Yes, I am neither a strong, survivor-nor am I a breast cancer survivor who deserves recognition for winning my battle with cancer. I was told that 2 of my guy friends and another regular girl were also going to be modeling, so I agreed to do it. It’s not that I don’t support the cause of course, it’s that I am not a model and I knew people were going to be like, “Who the hell is that chick and what is she doing modeling?”. UGH. The feeling of dread kicked in when I saw all the lithe models so I threw out the idea-which likely made me come across as a huge bossy b- that I think it would be best if I just led each survivor to their stage so and assisted them up so they could model and the attention would be on them. The organizers and designers agreed, so I was set. I mean, I felt like I was Carrie in Sex and the City when they had the models and famous New Yorkers. I was like, “I’m not a model! I’m a writer! I’m a talker! Oh my God, you’re Heidi Klum!”

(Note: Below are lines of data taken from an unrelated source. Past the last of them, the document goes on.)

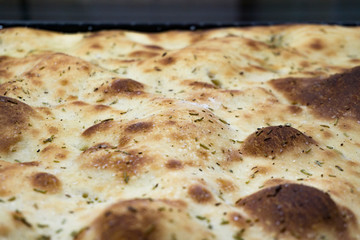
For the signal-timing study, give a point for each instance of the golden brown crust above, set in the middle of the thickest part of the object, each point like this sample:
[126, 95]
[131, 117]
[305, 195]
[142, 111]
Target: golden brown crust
[229, 133]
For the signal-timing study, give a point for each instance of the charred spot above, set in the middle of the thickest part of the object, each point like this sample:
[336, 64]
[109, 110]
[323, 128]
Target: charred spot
[101, 107]
[200, 194]
[238, 220]
[125, 163]
[79, 103]
[317, 44]
[143, 54]
[124, 141]
[304, 64]
[30, 164]
[225, 185]
[5, 74]
[275, 182]
[98, 147]
[139, 127]
[332, 97]
[20, 219]
[296, 209]
[155, 47]
[146, 219]
[133, 219]
[14, 120]
[174, 164]
[46, 182]
[233, 155]
[96, 46]
[252, 44]
[294, 109]
[197, 84]
[64, 82]
[167, 61]
[275, 140]
[100, 127]
[126, 86]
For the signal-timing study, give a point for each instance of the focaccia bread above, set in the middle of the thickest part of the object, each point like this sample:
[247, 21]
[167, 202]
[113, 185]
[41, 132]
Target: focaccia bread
[234, 133]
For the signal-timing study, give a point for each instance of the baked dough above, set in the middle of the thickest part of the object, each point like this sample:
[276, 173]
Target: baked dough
[234, 133]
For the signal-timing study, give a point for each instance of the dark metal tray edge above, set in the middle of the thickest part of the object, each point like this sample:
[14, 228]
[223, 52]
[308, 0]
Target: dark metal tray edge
[73, 27]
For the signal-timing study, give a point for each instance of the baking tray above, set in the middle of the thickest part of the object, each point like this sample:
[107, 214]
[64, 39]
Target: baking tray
[73, 27]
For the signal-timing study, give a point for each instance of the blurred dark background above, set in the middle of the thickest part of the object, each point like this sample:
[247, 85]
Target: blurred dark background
[172, 11]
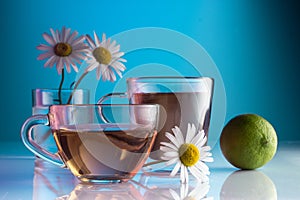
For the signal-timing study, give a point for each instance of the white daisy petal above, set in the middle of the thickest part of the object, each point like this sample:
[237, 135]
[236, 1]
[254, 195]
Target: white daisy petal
[122, 60]
[172, 139]
[49, 39]
[186, 174]
[203, 140]
[172, 161]
[118, 54]
[50, 62]
[167, 149]
[169, 145]
[90, 41]
[178, 135]
[115, 49]
[103, 37]
[208, 159]
[56, 40]
[190, 133]
[202, 167]
[44, 56]
[44, 47]
[175, 169]
[71, 37]
[67, 35]
[198, 174]
[98, 73]
[171, 154]
[112, 45]
[182, 174]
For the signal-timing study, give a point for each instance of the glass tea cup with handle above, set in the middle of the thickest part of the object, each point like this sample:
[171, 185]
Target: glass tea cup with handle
[93, 150]
[182, 100]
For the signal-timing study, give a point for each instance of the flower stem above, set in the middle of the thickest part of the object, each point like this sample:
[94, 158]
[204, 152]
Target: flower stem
[153, 163]
[60, 85]
[76, 86]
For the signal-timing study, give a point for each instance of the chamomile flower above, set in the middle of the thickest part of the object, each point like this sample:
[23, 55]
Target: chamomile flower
[105, 56]
[189, 154]
[199, 192]
[64, 49]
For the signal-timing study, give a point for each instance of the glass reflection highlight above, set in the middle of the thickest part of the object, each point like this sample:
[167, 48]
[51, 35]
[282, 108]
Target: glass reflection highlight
[250, 185]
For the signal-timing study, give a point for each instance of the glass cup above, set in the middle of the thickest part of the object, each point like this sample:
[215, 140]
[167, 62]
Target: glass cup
[93, 150]
[42, 99]
[183, 100]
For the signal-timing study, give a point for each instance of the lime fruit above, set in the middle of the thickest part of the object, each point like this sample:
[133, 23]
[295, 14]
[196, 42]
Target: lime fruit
[248, 141]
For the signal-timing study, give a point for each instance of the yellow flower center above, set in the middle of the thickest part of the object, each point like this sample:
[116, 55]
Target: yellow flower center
[102, 55]
[62, 49]
[189, 154]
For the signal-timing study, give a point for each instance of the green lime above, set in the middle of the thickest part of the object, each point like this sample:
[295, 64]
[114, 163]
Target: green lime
[248, 141]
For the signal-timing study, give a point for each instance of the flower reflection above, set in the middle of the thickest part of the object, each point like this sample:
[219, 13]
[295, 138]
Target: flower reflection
[199, 192]
[161, 186]
[250, 184]
[126, 191]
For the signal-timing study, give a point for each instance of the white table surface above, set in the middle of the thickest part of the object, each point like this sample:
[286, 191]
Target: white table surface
[21, 178]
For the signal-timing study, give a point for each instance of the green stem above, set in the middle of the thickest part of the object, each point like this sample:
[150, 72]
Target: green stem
[154, 163]
[60, 85]
[76, 86]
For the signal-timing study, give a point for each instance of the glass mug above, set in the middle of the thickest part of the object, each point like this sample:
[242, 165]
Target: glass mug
[42, 99]
[183, 100]
[93, 150]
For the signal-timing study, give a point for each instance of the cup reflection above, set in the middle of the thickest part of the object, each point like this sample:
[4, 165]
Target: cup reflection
[126, 191]
[50, 181]
[163, 187]
[249, 184]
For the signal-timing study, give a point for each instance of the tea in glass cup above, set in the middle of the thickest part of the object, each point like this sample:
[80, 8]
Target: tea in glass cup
[93, 150]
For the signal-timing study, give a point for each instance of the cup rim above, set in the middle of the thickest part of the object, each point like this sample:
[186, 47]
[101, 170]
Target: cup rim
[105, 105]
[56, 89]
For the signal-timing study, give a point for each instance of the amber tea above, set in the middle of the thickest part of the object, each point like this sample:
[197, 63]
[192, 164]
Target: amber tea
[114, 151]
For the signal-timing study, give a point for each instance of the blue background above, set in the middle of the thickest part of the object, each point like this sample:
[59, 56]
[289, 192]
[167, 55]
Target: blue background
[255, 45]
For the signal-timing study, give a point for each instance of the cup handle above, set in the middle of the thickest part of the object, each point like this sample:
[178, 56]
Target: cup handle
[112, 95]
[27, 138]
[107, 97]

Luckily I didn’t have to model underwear. I made it through my backstage change in 60 seconds with all the naked models. I just said, “when in Rome-and stripped down into my black Spanx thong-and was ready to escort the models). YES for those of you who were trying to help that girl, ‘Brenna’, she did find a Spanx thong and even the models were pumped and told me it was sexy! How about that?! I was so excited to get back to the hotel and eat because I hadn’t had a bite of food since 11 am. Yes, it must be nice to get a hotel room at the Ritz as a gift for hosting the event. It would have been even nicer if I didn’t get a call from the guy watching my dog at 9 am that he was puking and it was an emergency. 200 dollars later, some IV fluids and a steroid shot, Maximus was undiagnosed and seemed just fine.

I was able to get myself a late check-out so I could hit up the Ritz pool and just staycate for a minute. I ordered a thousand calorie Miami Vice and people watched for a couple hours. I also got a LOT of sun. It was heaven. I went to pick up Maximus and met my soxfriends at a restaurant. Of course when we leave the restaurant on the most crowded street in my city, Maximus start circling like he needs to use the restroom. Oh man, I have no doggie bags to cleanup so all these people are going to see that I’m about to be THAT girl that doesn’t clean up after her dog. Well, he starts to poop and wait, it’s not coming out. No way, people are eating on patios and I’m going to have to do what most dog owners consider to be the most degrading situation. I’m going to have to help him get it out. All I have is an envelope so down I go, let’s help Maximus get this out. He screams like I’ve never heard him before. Like a pig getting stabbed to death. I’ve never actually heard that before, but that’s what I imagine it sounds like. I realized that he was trying to pass something that definitely wasn’t food related. After drawing a crowd, and probably ruining most people’s Mexican dinners, I pulled out an exercise sock. My dog ate one of my workout socks. NO WAY this is happening. I just dropped the envelope and ran to my car. Whew at least that was over….until I look down at my phone to call my friends and tell them what happened. Oh I had just Face timed someone? Oh, I just facetimed the LAST person in my phone I would want to hear what just transpired. All girls know what I’m talking about. It happened to be the last person who had texted me and now this person possibly heard me say, “No way I’m pulling a sock out of your ass!” UGHHH.